Ce qu'est une charge récurrente
Une charge récurrente est une dépense dont vous connaissez à l'avance trois choses : sa nature, son montant approximatif et sa date de retour. C'est le cas de la quasi-totalité des charges de structure d'un patrimoine locatif. À l'inverse, une réparation imprévue ou des travaux ponctuels se saisissent au coup par coup, comme décrit dans comment saisir une dépense et joindre un justificatif.
L'intérêt de les décrire une seule fois est double. D'abord, vous ne les oubliez plus : une charge annuelle payée en octobre a toutes les chances d'être omise si vous ne la saisissez qu'à la clôture, en février de l'année suivante.

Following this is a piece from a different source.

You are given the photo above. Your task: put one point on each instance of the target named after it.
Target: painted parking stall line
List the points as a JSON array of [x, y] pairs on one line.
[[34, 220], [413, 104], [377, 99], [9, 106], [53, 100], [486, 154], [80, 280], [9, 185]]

Ensuite, vous obtenez un budget : la somme de vos charges récurrentes constitue le socle prévisible de vos décaissements, celui à partir duquel se calcule un cash-flow réaliste et se calibrent les provisions demandées aux locataires.
Les paramètres d'une charge récurrente
Le type
Il donne sa nature comptable à la dépense : charges de copropriété, impôts et taxes, assurance, contrat d'entretien, honoraires, abonnement. Le type conditionne le regroupement dans l'Analyse financière et dans l'export. Utilisez toujours le même type pour une même nature de charge, d'une année sur l'autre : c'est ce qui rend les comparaisons lisibles.
La description
Elle sert à retrouver la ligne dans une liste qui finira par en compter plusieurs dizaines. Soyez explicite : « Appel de fonds syndic — 12 rue Lamartine » vaut mieux que « Copropriété ». Mentionnez l'adresse ou le lot quand vous gérez plusieurs immeubles.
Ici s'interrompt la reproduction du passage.